The Grand Valley Drainage District will not appeal recent court decision

Bicycling the Colorado National Monument, Grand Valley in the distance via Colorado.com

From The Grand Junction Daily Sentinel (Charles Ashby):

The district’s three-member board of directors voted 2-1 Tuesday to forego any legal challenge to District Judge Lance Timbreza’s ruling last week, saying there was no guarantee they would prevail in an appeal and they didn’t want to subject district businesses and residents to more legal uncertainty.

As a result, the board said it would refund the $7.2 million it’s collected so far — plus interest — to the 40,000 property owners who have been assessed the tax since 2016, but exactly how that will happen is yet to be determined.

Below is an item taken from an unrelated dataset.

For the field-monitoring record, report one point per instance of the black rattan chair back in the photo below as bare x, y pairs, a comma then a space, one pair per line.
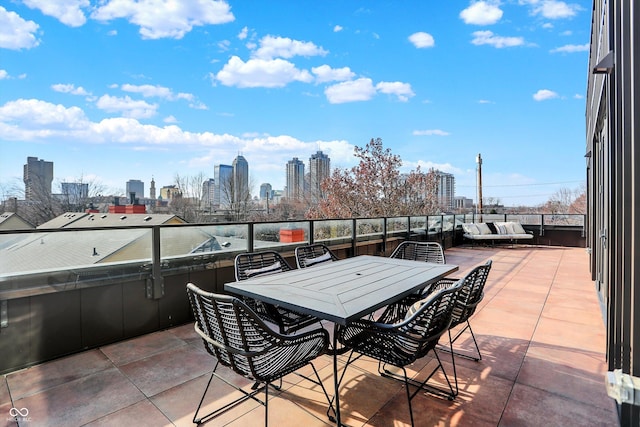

That’s partly because the district has already spent about $2.2 million of the money, and isn’t yet sure how much in interest it is obligated to pay.

The district’s board and staff is to spend the next couple of weeks trying to figure all that out, said district manager Tim Ryan.

First, the district staff has to figure out how much in interest it is obligated to pay, and then — because it doesn’t have the cash to cover the entire refund and interest — how it will do so. That could involve taking out a loan, laying off some workers, declaring bankruptcy of the enterprise fund the district formed to finance the stormwater improvements, or a combination of those options.

Under the state’s Taxpayer’s Bill of Rights, any overcollected tax that isn’t refunded within a year requires a 10 percent interest payment along with it, Ryan said.

“The ruling was (the fee) exceeded TABOR, and that it’s an extra tax, so those who paid it are entitled to what they paid plus 10 percent,” he said. “It’s no longer a fee, that’s the conundrum. Now we have to go back to 2016 and 2017. Those are the years that require interest because we’ve held their money for over a year. Everybody else will get their refunds within a year.”

While board member Mary Brophy was adamantly opposed to appealing the decision, and Jim Grisier cast the lone dissenting vote against not going ahead with one, board chairman Cody Davis stood somewhere in the middle.

While he ultimately cast the deciding vote not to appeal, Davis said part of him wanted to because there are aspects to Timbreza’s ruling that he saw as incomplete. The judge ruled that unlike fees charged in other jurisdictions that were for specific purposes, such as Aspen’s grocery bag fee, this fee was for a core function of the district’s mission, to handle drainage needs.